Join the HI-DSI Group
Once the “HI-DSI Gateways and Workflows” group is found, request access by clicking, “Ask to join”.
About Groups
A groups landing page will provide some information about the group such as the groups title, purpose and description of the group. From the landing page, users will be able to see all resources shared with the group as well as all members of the group. It should be noted that resources within the group are not owned by all members. While they are shared, ownership is retained by the individual user which created the resource.
Exercise: Using Resources and Workflows Within a Group to Collaborate On Data Analysis
For this exercise, attendees who have joined the HI-DSI group will use an existing shared resource containing both data and a Jupyter Notebook workflow to perform some visualization and data analysis. The purpose of this exercise is to:
- Demonstrate how a gateway can provide a collaborative environment
- Demonstrate how data workflows can ease the researchers burden of programming certain computational tasks from scratch.
- Exemplify the usefulness of gateways and workflows in the reproducibility of scientific results.
HydroShare supports various web apps which workflows and models can be built in. Typically, most hydrological modeling and data analysis is done on a personal computer or on some centralized computing system.
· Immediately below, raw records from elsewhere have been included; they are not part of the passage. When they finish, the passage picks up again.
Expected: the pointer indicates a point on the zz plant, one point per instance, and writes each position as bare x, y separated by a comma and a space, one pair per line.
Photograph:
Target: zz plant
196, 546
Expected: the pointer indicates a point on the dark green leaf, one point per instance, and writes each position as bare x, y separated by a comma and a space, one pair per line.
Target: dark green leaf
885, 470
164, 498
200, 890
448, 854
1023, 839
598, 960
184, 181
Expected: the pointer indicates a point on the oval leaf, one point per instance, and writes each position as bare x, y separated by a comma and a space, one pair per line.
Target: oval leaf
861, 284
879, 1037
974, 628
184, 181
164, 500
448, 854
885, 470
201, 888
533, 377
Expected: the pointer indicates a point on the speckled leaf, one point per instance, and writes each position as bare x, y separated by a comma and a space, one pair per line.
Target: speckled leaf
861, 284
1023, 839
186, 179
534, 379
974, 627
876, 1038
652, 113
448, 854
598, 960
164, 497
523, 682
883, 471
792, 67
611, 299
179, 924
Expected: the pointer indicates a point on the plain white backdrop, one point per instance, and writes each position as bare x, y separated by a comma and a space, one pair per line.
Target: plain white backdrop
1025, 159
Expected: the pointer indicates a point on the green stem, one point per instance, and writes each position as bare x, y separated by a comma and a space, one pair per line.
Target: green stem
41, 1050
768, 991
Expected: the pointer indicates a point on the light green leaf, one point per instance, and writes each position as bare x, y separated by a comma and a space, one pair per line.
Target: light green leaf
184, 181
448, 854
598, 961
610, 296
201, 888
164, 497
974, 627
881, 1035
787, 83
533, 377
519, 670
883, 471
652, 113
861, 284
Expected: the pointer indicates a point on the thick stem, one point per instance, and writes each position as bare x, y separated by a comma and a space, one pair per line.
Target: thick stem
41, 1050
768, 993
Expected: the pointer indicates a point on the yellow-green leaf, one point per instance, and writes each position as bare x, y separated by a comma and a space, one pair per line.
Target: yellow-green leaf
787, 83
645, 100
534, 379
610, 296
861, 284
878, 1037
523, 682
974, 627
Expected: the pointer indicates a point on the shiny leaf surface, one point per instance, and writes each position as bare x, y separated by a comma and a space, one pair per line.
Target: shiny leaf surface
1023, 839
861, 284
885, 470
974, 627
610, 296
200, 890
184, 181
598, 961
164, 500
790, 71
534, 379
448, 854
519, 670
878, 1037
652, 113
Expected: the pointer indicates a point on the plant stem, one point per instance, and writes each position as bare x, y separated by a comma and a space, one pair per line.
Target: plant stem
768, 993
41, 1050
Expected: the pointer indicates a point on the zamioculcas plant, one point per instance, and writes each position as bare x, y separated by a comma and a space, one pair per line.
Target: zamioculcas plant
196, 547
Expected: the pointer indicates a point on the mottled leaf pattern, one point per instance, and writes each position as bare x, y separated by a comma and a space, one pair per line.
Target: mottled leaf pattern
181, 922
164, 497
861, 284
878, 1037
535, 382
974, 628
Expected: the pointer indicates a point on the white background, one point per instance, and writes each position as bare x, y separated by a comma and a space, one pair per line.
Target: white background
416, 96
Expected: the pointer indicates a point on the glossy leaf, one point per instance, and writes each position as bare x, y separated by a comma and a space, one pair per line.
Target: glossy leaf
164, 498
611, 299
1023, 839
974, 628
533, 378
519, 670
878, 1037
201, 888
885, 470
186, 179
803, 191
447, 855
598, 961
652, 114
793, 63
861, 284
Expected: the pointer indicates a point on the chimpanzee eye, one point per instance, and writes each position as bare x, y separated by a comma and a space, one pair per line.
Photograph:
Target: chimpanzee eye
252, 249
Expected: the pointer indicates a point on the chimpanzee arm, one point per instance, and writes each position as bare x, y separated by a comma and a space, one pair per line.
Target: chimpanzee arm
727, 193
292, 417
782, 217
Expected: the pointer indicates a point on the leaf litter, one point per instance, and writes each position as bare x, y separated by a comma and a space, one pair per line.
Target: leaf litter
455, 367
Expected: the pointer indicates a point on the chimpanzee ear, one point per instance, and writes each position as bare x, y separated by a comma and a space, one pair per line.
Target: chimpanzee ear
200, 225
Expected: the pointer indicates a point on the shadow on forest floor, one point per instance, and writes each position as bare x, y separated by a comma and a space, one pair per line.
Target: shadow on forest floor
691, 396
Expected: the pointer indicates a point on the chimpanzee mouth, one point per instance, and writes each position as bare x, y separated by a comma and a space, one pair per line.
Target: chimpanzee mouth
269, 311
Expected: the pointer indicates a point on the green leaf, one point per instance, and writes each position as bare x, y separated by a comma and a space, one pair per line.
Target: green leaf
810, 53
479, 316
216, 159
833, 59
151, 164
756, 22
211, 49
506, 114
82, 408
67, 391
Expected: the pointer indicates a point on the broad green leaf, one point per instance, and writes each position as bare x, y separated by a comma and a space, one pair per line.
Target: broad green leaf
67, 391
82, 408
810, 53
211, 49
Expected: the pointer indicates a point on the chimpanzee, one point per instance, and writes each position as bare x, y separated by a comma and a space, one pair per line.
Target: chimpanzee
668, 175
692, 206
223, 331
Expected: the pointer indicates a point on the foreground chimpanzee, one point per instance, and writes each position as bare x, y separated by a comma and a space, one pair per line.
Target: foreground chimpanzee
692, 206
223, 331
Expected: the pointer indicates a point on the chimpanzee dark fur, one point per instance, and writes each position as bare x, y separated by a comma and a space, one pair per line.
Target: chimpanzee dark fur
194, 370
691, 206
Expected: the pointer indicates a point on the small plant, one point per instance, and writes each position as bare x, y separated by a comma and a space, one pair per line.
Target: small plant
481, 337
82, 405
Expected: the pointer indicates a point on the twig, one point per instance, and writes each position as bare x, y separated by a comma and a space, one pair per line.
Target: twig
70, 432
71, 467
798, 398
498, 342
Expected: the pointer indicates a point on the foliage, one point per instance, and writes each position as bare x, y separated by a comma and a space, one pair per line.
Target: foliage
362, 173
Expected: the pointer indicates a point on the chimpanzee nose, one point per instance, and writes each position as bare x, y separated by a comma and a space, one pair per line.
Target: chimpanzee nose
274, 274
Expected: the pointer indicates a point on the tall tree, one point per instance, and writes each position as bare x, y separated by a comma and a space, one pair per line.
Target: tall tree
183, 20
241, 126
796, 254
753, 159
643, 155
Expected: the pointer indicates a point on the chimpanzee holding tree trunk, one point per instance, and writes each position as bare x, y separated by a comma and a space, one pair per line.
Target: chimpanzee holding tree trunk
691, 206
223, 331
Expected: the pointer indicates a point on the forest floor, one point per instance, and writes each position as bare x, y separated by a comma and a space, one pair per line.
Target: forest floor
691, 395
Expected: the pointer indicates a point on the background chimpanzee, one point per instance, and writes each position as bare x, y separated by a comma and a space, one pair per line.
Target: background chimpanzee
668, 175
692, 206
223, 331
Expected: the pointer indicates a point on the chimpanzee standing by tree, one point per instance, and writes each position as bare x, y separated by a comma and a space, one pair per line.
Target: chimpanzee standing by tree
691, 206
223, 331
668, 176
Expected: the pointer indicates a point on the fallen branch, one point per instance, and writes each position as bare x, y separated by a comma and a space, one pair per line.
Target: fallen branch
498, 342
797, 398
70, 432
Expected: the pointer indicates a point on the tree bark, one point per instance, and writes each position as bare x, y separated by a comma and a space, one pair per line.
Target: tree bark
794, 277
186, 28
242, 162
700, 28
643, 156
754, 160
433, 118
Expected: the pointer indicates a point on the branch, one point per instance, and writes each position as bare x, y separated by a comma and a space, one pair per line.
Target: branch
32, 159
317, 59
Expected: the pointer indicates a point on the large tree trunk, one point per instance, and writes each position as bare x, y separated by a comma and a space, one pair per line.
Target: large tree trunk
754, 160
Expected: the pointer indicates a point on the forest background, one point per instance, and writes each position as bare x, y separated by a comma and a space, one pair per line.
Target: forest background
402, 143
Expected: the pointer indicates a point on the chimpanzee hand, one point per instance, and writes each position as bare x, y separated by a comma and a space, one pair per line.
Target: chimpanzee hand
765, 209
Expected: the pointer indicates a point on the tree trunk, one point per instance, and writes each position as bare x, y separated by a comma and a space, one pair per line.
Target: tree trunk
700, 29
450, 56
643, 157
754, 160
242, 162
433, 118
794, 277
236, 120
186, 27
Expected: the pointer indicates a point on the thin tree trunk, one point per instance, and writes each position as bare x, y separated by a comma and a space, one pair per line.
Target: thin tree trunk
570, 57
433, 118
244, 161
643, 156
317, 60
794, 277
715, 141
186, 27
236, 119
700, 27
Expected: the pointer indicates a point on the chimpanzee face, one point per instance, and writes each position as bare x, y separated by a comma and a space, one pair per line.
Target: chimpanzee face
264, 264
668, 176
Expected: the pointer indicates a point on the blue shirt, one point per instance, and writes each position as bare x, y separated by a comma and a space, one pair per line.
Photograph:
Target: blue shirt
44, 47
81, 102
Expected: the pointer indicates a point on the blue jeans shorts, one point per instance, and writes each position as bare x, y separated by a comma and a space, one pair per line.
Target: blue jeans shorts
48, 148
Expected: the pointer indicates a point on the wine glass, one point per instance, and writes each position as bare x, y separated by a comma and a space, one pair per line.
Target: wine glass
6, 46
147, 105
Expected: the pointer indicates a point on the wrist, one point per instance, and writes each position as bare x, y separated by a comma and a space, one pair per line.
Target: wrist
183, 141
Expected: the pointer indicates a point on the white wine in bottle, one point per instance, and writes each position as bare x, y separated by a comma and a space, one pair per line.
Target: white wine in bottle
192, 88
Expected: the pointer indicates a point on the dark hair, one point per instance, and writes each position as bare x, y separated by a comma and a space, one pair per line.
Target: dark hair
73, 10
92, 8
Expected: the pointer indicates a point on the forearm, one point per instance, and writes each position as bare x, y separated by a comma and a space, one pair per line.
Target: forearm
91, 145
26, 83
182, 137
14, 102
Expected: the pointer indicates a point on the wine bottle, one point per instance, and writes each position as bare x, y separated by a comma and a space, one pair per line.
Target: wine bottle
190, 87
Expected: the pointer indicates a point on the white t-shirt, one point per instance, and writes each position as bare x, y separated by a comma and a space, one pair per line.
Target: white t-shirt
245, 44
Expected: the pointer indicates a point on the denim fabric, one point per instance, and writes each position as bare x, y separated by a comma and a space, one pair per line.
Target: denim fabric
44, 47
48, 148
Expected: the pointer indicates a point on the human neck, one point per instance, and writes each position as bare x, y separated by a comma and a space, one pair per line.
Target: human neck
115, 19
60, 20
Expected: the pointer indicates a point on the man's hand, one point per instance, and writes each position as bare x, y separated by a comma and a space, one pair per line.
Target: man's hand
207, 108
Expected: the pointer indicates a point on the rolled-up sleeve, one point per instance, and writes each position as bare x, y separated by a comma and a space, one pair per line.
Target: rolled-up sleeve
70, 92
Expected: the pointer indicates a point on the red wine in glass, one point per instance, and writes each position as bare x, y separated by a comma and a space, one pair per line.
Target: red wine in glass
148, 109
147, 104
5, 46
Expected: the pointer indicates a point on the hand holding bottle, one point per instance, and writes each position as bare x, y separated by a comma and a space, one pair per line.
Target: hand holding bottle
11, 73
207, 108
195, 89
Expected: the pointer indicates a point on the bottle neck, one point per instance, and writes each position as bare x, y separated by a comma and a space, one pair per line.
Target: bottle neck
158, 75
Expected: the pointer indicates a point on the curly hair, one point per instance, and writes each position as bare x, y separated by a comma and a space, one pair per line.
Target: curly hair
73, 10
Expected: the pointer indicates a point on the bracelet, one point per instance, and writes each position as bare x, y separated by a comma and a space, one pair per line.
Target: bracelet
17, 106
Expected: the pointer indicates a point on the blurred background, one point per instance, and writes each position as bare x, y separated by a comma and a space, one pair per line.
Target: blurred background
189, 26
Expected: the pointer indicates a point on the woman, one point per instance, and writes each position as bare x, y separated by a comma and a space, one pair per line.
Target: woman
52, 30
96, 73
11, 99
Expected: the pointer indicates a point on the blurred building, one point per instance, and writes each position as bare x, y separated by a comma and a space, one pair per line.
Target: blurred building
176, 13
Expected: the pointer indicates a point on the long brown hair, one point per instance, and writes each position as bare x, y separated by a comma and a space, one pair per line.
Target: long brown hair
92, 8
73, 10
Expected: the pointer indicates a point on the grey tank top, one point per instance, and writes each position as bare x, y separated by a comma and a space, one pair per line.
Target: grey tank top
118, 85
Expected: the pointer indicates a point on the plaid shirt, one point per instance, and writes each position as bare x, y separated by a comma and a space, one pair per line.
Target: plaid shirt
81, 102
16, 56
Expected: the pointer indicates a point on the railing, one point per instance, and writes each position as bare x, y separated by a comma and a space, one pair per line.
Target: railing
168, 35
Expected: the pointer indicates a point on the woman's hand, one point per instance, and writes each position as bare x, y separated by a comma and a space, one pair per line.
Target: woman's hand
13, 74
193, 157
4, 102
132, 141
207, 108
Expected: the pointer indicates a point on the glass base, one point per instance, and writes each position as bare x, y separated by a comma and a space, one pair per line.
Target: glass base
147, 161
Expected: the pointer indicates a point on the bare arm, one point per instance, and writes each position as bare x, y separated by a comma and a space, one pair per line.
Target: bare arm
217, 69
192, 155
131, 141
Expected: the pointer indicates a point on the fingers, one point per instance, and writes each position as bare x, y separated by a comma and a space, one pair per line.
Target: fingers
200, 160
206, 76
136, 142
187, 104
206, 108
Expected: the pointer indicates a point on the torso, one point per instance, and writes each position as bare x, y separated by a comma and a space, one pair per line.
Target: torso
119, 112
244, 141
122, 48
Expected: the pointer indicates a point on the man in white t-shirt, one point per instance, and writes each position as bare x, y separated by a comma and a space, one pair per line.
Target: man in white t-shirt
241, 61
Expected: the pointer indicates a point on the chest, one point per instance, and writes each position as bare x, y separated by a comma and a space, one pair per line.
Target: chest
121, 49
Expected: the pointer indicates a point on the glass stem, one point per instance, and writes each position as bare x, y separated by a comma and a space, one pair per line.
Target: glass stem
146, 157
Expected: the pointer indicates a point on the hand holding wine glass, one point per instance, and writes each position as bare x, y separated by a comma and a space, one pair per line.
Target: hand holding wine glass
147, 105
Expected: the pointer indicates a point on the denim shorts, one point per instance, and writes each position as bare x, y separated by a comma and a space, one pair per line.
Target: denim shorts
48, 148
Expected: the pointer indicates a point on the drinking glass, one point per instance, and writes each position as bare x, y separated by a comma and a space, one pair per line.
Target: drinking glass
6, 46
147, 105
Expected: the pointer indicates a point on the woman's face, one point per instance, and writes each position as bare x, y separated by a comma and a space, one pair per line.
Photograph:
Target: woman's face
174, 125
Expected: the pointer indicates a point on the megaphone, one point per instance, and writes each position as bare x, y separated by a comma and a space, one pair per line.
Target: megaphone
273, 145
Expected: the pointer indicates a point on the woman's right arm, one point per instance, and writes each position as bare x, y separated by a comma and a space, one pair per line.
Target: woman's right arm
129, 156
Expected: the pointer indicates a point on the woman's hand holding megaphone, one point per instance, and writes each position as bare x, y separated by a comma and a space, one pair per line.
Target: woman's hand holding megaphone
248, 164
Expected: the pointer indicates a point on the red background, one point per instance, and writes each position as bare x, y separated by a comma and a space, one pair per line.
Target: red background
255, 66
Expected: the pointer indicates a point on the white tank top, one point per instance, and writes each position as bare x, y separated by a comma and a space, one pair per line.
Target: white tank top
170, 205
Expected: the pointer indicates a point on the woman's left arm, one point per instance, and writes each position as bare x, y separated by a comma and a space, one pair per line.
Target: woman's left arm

A user’s knowledge of such centralized computing system could all be barriers to the user’s research. Some examples could be:
- Knowledge about high-performance computing systems
- Capacity of a local computer
- Compatability and dependency requirements for installation on local computers, and
- Time taken to get local model installations properly configured and validated
By providing and supporting web apps such as JupyterHub and its Jupyter Notebook functionality, HydroShare enables a more flexible environment for model execution and data analysis. This gives users a preconfigured environment free of worry about cyberinfrastructure and dependencies thus lowering the forementioned barriers to research.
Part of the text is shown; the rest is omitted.